I have a directory with some svg files which I need to inline in certain places, and I would like to compile these to EEx templates to avoid unnecessary file i/o. I tried creating a module using the template_engines option for Phoenix.Template, however it never finds any of the svg templates. Doing exactly the same thing but just setting .eex as the extension works.
defmodule SvgTemplate do
use Phoenix.Template,
root: Path.join(__DIR__, "fixtures/svg_templates"),
template_engines: %{
svg: Phoenix.Template.EExEngine
}
def render(template, assigns) do
render_template(template, assigns)
end
end
test "renders from svg templates" do
IO.inspect(SvgTemplate.__templates__())
assert SvgTemplate.render("hello", %{}) == "hello from svg"
end
After a bit of advanced debugging (IO.inspect all over Phoenix.Template), I think I know what is going on here and will raise an issue with the Phoenix team.

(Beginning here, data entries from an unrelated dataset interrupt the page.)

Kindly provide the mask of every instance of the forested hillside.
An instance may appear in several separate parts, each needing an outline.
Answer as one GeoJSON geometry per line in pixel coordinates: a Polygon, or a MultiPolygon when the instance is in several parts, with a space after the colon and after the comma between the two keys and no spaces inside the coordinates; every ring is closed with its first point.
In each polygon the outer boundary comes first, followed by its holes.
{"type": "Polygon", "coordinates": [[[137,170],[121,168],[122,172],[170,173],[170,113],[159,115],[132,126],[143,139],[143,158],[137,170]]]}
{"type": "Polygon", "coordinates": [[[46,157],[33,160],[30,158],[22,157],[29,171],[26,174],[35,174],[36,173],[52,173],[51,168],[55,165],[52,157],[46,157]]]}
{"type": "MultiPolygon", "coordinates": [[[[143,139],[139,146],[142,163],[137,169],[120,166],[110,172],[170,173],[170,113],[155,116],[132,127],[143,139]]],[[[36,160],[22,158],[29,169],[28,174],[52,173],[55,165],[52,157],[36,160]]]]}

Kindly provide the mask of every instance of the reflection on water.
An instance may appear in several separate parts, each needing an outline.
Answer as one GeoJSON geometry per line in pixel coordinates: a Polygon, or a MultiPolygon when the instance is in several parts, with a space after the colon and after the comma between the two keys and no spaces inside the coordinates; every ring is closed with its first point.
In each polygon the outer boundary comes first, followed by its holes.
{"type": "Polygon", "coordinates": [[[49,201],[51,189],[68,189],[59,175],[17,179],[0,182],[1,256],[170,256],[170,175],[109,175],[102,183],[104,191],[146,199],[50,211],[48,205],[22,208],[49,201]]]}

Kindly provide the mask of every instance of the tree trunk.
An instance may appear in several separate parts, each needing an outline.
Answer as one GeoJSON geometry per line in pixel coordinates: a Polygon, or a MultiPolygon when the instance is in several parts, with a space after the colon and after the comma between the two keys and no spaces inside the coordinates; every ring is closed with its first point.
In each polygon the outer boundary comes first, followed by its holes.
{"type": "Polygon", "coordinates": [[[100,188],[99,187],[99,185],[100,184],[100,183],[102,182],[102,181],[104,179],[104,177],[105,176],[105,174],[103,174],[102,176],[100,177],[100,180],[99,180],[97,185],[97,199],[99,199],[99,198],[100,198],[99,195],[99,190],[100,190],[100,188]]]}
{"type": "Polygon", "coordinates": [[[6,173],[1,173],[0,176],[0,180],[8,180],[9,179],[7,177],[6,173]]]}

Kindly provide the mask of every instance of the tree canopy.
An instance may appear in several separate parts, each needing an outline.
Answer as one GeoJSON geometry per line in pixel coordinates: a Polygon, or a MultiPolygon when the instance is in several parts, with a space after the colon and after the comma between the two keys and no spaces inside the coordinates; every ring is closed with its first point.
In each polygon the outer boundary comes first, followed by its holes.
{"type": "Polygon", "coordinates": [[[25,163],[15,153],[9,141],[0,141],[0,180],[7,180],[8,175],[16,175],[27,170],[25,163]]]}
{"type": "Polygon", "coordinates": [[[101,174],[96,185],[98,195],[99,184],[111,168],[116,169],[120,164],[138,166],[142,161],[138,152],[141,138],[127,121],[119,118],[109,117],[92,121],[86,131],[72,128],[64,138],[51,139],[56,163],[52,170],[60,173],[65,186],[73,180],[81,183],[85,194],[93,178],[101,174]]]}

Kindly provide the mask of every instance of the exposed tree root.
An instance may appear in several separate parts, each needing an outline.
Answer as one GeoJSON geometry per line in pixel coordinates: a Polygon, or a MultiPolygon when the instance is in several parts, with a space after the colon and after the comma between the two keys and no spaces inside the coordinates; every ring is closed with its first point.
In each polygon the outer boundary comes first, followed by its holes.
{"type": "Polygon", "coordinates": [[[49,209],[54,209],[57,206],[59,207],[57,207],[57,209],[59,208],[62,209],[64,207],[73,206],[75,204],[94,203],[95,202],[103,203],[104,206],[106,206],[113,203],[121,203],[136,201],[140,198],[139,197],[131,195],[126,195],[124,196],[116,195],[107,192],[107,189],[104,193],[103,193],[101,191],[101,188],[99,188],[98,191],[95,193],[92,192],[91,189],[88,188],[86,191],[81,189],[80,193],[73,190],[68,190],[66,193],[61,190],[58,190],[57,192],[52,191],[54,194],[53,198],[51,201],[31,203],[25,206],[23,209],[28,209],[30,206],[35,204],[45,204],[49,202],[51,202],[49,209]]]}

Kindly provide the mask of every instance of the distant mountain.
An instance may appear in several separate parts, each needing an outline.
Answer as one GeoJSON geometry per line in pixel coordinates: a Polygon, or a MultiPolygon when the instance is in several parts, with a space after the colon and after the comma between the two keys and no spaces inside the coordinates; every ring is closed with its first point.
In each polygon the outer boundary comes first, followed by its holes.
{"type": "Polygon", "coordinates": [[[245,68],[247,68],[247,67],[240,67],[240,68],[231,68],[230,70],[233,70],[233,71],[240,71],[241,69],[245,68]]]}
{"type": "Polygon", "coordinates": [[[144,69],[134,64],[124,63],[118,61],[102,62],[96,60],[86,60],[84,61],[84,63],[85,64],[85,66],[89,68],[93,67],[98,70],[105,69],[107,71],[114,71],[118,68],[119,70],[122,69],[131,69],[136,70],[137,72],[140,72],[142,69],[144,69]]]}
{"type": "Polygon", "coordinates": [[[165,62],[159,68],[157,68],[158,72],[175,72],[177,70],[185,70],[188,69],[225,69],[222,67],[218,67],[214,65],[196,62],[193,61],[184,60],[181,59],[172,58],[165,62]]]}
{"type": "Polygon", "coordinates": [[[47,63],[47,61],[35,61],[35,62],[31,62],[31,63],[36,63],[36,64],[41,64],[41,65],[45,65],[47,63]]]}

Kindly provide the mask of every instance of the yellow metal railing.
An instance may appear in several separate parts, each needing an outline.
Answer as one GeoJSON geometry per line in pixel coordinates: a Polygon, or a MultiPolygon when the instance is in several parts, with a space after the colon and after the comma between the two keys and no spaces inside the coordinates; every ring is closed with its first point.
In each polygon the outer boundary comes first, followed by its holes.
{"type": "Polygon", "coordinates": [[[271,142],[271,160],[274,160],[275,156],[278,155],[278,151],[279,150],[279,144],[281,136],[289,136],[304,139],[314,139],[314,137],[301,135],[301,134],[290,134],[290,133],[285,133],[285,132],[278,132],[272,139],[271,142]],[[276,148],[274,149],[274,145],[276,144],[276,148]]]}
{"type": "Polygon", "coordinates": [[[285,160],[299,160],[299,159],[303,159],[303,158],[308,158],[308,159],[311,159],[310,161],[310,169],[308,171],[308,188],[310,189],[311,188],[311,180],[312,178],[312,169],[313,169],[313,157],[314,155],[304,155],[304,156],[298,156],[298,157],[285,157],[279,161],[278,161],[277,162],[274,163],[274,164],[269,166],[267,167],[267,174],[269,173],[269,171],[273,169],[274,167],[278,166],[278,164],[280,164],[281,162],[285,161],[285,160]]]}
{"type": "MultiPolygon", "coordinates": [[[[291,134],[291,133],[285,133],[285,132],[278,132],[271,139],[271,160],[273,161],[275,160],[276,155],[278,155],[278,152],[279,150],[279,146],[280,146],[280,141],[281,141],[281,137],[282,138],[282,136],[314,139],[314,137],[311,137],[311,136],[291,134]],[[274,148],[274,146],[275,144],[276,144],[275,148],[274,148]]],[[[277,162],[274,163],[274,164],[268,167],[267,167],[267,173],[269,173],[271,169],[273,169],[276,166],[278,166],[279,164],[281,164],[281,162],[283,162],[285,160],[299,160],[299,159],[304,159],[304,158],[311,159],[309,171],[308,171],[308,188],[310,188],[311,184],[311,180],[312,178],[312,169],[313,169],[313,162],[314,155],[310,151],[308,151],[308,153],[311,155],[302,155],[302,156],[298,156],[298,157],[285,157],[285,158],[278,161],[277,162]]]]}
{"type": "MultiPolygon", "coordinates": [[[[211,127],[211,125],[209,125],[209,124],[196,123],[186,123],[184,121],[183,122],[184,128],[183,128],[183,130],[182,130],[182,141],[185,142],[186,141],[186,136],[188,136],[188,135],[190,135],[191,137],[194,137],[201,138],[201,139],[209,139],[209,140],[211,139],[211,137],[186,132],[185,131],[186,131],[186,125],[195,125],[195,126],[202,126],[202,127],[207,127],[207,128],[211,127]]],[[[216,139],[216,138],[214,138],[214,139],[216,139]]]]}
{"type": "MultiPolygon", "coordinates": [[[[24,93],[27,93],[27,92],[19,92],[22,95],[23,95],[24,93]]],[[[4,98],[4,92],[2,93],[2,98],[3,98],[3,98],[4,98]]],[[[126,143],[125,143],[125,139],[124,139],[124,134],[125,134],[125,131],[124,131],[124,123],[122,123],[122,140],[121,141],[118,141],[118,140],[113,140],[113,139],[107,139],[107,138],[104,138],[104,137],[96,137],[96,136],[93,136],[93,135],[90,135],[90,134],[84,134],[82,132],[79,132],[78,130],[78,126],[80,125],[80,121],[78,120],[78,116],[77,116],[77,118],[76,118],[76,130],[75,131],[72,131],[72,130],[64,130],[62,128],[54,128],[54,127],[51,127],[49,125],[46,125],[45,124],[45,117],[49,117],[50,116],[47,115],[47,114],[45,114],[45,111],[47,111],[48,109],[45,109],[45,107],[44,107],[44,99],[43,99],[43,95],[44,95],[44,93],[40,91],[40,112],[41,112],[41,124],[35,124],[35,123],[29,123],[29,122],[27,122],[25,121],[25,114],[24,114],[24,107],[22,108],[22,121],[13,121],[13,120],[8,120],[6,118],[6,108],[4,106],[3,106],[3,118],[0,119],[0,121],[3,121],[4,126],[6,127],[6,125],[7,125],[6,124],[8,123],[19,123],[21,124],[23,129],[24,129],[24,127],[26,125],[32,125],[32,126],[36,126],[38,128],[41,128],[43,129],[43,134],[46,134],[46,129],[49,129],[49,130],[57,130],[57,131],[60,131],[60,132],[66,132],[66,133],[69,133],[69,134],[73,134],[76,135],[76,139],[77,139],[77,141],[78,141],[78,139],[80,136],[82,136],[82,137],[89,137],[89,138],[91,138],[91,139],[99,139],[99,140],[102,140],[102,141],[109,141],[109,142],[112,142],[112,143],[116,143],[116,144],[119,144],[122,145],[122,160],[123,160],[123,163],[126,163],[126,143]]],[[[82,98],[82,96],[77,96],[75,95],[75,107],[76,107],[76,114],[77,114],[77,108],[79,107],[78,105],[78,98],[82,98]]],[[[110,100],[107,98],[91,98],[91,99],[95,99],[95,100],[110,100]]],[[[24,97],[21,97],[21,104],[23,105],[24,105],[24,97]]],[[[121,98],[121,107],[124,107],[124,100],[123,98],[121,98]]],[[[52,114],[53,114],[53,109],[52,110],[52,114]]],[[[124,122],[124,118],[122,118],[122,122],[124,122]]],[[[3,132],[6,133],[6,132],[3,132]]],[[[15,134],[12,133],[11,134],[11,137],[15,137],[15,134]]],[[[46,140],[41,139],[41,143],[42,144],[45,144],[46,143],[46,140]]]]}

The docs say the following:
If you want to support a given engine only on a certain template,
you can pass it as an option on use Phoenix.Template:
use Phoenix.Template, template_engines: %{
foo: Phoenix.Template.FooEngine
}
However, within the Phoenix.Template, it is storing the template engines in Application, so will never take into account engines defined at the module level.
Putting svg as a global config value works as expected.
It’s fine for my use case, however I was thinking if it would be possible to define the engines at the module attribute level instead. I had a quick go at implementing it, but I’ve not done much with macros before.